I don't blame the people too much here at this point because they are recipients of decades of propaganda that teach unsustainable ideas and blame everyone but themselves for the situation they're in, and Cristina takes advantage of the emotion and ignorance to get her way. She's certainly not an idiot when it comes to pulling the heartstrings of her fellow citizens and after so much indoctrination it's a much easier job to convince the masses that she's "fighting the good fight." She manages to keep them from realizing how much better off they'd be if the government concerned itself with having a fair and equitable court system that punishes everyone equally when they cross the law instead of passing punitive (to businesses, and therefore also to the workers) measures that inhibit businesses from expanding and providing opportunities.
I don't think Cristina and her ilk are idiots, although their actions seem "idiotic" when one tries to make sense of what they are doing with a reference to how things are done in many other parts of the world. Every time someone here wants to investigate corruption, they find themselves removed from their jobs and attacked, or AFIP is called on them to review their own financial dealings, but nothing ever seems to get to Cristina and those of her friends who are in power. On and on...
I have permanent residency. I pay taxes. I am here legally and in accordance with the laws of this country. I came here in 2006 when the country was reasonably run and benefited from that, and have watched Cristina make things worse with each passing month pretty much since she took office (or at least since Nestor died), and have watched the government take what seem to be rushed actions, as if they were written down on the back of a napkin while having dinner, and which have worse and worse consequences for the future recovery of this country.
I had thought about getting citizenship here, but I probably won't initiate something along those lines until I get a feel for whether she's going to make things even worse.

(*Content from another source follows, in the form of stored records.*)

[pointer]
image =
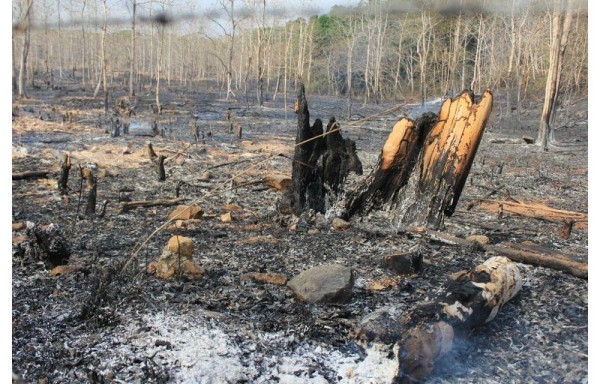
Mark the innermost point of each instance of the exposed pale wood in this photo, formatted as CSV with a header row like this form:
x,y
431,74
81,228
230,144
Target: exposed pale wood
x,y
539,257
129,205
538,211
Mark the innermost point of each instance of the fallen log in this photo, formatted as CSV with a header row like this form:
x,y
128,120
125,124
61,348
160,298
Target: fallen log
x,y
554,260
31,175
538,211
424,164
472,299
129,205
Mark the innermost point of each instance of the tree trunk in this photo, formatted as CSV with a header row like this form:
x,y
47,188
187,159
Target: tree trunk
x,y
321,163
25,52
424,165
132,58
560,31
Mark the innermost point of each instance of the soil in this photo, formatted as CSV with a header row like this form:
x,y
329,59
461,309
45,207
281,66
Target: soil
x,y
103,323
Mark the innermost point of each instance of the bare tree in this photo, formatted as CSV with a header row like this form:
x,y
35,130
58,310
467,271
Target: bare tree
x,y
25,50
561,25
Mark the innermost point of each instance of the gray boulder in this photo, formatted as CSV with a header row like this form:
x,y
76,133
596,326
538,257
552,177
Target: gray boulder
x,y
325,284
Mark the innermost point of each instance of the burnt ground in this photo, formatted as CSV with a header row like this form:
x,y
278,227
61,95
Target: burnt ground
x,y
99,324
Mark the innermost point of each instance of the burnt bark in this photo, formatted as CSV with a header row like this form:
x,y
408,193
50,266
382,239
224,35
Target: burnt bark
x,y
158,161
91,186
63,179
424,164
322,162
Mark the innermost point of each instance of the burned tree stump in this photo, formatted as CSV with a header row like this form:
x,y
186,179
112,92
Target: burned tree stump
x,y
424,164
91,186
472,299
65,168
158,161
48,244
321,164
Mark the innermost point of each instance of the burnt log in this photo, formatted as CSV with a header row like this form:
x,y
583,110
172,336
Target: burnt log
x,y
321,163
65,168
30,175
424,164
472,298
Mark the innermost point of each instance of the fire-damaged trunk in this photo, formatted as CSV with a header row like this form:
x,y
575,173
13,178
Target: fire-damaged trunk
x,y
471,299
321,164
424,164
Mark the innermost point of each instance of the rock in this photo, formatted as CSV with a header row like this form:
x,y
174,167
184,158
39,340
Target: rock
x,y
181,246
383,284
232,207
330,283
186,212
383,325
481,239
269,278
226,217
205,176
278,182
63,269
340,224
260,239
404,263
18,226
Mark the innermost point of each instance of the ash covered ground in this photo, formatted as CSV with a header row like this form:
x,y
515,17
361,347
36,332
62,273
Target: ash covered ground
x,y
100,324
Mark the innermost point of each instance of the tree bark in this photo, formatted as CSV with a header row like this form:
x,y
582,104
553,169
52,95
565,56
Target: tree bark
x,y
424,164
65,168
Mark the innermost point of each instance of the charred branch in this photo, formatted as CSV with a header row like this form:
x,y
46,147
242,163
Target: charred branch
x,y
63,179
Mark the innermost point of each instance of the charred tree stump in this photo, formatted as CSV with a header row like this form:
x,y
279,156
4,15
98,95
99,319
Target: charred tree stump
x,y
424,165
30,175
65,168
472,298
321,162
91,186
158,161
305,183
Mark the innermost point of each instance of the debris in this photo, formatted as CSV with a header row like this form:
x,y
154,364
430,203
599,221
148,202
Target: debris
x,y
340,224
186,212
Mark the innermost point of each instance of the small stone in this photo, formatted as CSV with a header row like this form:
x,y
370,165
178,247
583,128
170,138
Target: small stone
x,y
181,245
331,283
340,224
269,278
383,325
481,239
190,269
404,263
232,207
186,212
383,284
226,217
205,176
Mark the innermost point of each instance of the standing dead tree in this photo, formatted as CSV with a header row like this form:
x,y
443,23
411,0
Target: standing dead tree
x,y
321,162
424,164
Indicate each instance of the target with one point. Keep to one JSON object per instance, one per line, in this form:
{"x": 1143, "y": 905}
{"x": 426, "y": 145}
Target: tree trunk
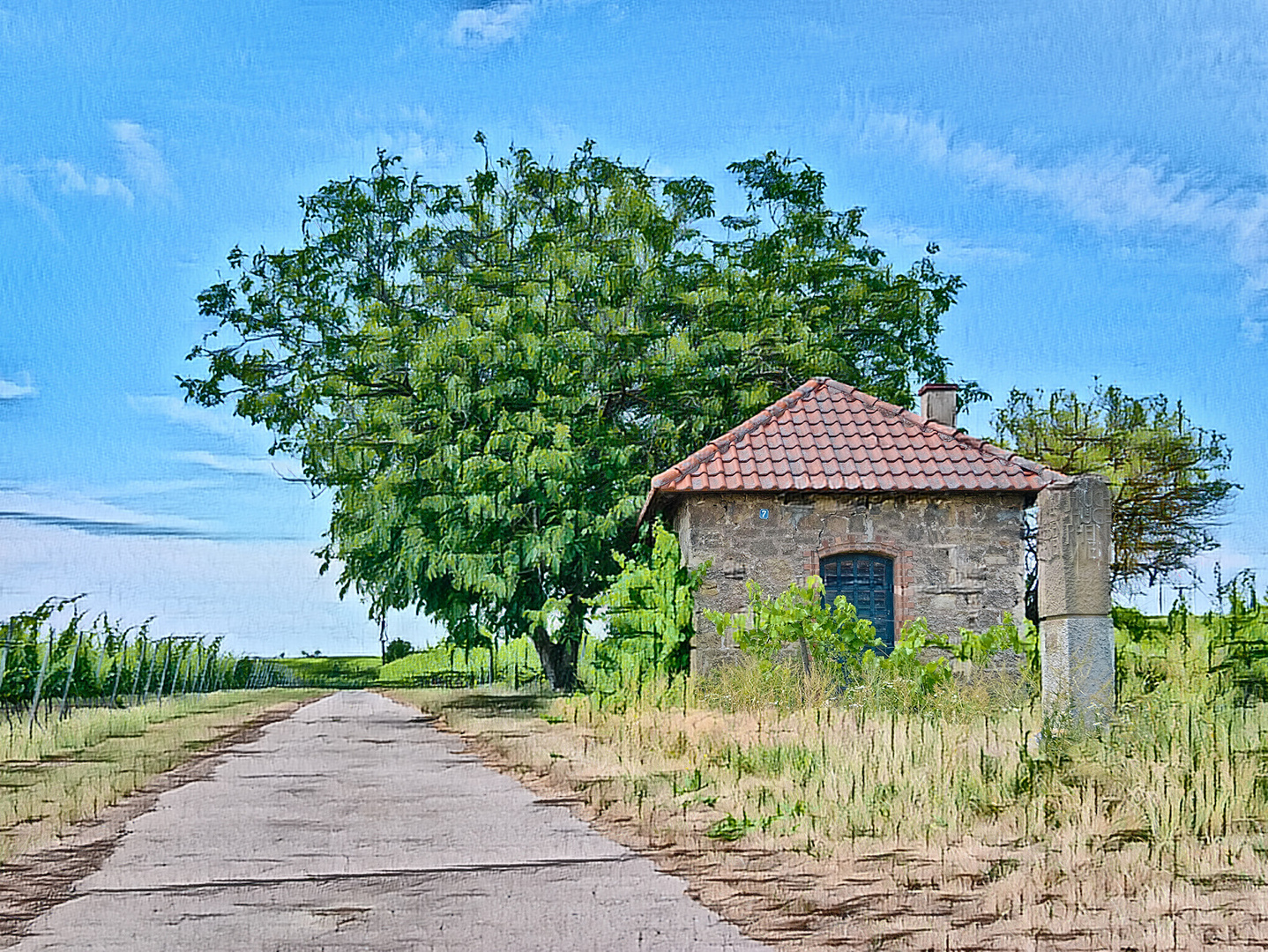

There are tens of thousands of really, really poor people living in the Villa about 5 blocks from my apartment - I wonder what they're going to feel like after their heroine's policies make life difficult even for them, and I wonder what that situation is going to look like - something that didn't exist in such quantity in 2001-2002.
No way I respect Cristina and what she's doing to this country. And I have a right to my opinions and to voice them, no matter whether anyone else thinks that respecting a person because they are in that post is bad form. At one point I had chosen to tie myself to Argentina and now I feel betrayed, and I don't have the right to vote with anything except my opinion (at least as far as national elections go). This is supposed to be a democracy, regardless of the government's high-handed dealings (and the alleged theft by persons in this government, in one form or another) with its citizens and those exterior entities who are forced to interact with the country. The discontent should be allowed to voice their opinions in a country that is supposedly run democratically.
Wild Horses, If you've been here for the last 11 years, you sure took a different lesson from it than the great majority of people I know.